A technique for shifting a stress mindset is called cognitive reappraisal. It aims to change the meaning of the situation without changes, objectively, positively, or negatively. Positive reappraisal refers to reframing a stressful situation or event as more positive, negative reappraisal – vice versa.
Positive reappraisal allows rethinking stress. Rethinking stress means changing how you think, feel, and act in response to stress. Using positive reappraisal allows shifting the perception of the stress towards seeing it as less harmful, as something that gives energy rather than takes it. Positive reappraisal reframes stress by identifying, challenging, and adjusting stress-inducing thoughts and beliefs.
Boosting Flexibility
The concept of flexibility (mental, psychological, coping mechanism, or mindset) can be applied when coaching for developing flexible stress mechanisms and strategies to enhance well-being and performance. Coaching for flexibility addresses coaching objectives related to academic and professional performance, social, emotional, and general confidence in own abilities, resiliency, work, life satisfaction or balance, and perfectionism. It can also be applied when dealing with feelings of helplessness, blame, guilt, and shame.
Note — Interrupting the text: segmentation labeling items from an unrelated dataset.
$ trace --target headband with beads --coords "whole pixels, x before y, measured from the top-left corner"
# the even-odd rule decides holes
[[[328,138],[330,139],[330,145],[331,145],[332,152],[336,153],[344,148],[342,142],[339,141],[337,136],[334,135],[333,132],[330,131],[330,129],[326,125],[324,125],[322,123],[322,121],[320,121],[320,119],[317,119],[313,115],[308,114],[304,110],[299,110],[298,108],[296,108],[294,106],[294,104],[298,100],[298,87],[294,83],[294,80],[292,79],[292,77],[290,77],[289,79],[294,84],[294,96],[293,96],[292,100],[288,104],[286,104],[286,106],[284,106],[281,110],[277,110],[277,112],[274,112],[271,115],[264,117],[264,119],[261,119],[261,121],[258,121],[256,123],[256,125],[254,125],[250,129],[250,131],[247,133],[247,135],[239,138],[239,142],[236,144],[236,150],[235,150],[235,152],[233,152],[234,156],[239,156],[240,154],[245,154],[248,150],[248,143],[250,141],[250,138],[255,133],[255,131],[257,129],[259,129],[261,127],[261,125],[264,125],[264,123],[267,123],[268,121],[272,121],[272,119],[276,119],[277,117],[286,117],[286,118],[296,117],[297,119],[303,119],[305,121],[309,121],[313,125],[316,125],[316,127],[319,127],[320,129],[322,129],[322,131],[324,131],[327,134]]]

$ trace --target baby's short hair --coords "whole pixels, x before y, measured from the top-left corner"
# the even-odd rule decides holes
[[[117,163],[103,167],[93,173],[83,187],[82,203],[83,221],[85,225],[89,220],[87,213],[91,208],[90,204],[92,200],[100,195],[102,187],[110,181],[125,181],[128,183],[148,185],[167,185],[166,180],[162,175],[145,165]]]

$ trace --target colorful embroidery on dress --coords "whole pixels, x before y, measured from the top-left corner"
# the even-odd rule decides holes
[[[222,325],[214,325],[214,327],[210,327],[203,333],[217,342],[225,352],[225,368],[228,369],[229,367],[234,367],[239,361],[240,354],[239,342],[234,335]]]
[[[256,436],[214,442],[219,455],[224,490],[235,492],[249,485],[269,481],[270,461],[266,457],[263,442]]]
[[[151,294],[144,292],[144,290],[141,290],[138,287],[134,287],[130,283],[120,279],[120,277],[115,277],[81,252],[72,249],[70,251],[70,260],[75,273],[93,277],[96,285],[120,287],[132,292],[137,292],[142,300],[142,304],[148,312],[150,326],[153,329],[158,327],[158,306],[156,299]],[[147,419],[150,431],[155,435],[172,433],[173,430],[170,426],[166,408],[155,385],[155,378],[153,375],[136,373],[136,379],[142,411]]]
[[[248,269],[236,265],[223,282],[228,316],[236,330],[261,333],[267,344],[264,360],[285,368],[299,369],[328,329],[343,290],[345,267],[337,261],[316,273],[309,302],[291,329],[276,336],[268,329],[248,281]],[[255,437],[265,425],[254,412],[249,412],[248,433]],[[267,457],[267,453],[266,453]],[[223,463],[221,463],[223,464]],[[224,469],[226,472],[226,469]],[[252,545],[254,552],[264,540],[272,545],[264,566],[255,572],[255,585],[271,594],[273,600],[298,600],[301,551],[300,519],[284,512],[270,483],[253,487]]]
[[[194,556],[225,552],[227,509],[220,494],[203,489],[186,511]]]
Boosting flexibility requires a holistic approach that targets mind, body, and spirit. Among others, adjusting nutrition, sleeping, and aerobic routine, introducing mindfulness meditation, more reading and game playing, opening up to novelty, and exercising memory and constructive inner dialogue are some ways of leveling up your flexibility.
Shifting from rigidity to flexibility can be done outside the coaching space. As one famous proverb says:
If you want to go fast, go alone. If you want to go far, go together.
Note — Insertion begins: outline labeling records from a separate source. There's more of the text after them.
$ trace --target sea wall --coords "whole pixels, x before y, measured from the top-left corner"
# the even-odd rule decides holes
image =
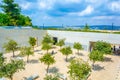
[[[70,46],[74,42],[80,42],[83,45],[84,50],[89,50],[90,42],[106,41],[111,44],[120,44],[120,34],[55,30],[48,30],[47,32],[53,37],[58,37],[58,39],[65,38],[65,43]]]
[[[38,45],[40,44],[43,36],[46,34],[45,30],[36,29],[4,29],[0,28],[0,52],[3,51],[3,44],[9,39],[15,40],[19,46],[29,46],[29,37],[36,37]]]

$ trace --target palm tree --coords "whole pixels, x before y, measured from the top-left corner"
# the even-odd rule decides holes
[[[52,57],[50,54],[45,54],[42,58],[40,58],[40,61],[47,65],[47,73],[49,70],[49,66],[55,63],[54,57]]]
[[[73,47],[78,50],[78,53],[79,53],[79,50],[83,49],[83,48],[82,48],[82,45],[81,45],[79,42],[74,43],[74,46],[73,46]]]
[[[60,50],[60,52],[62,52],[63,55],[66,55],[66,62],[68,61],[67,57],[68,55],[72,54],[72,50],[71,47],[64,47]]]
[[[48,50],[51,49],[51,47],[52,47],[52,45],[51,45],[51,44],[47,44],[47,43],[44,43],[44,44],[42,45],[42,49],[43,49],[43,50],[46,50],[47,53],[48,53]]]
[[[60,46],[61,49],[63,45],[65,45],[65,39],[60,39],[59,42],[57,43],[57,46]]]
[[[36,39],[34,37],[29,37],[29,44],[33,47],[36,45]]]
[[[27,63],[29,62],[29,56],[34,54],[30,47],[22,47],[20,53],[23,56],[27,56]]]
[[[103,61],[104,56],[103,54],[98,51],[98,50],[93,50],[90,54],[89,54],[89,58],[91,61],[93,61],[92,67],[94,68],[94,64],[96,61]]]
[[[14,52],[15,50],[18,49],[18,44],[16,41],[14,40],[9,40],[8,43],[5,43],[3,48],[5,48],[5,51],[12,51],[13,52],[13,57],[15,56]]]
[[[44,44],[44,43],[47,43],[47,44],[53,43],[52,37],[48,34],[45,35],[42,40],[42,44]]]

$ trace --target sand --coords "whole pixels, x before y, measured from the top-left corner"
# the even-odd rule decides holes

Going far in coaching means reaching sustainable results and addressing underlying beliefs that are not always visible to those going through the process solo. Coaches, skilled in cognitive behavioral and acceptance and commitment approaches, apply the concept of flexibility when shifting the perspective and can provide space and effective supporting structures for progressing more efficiently toward your goals.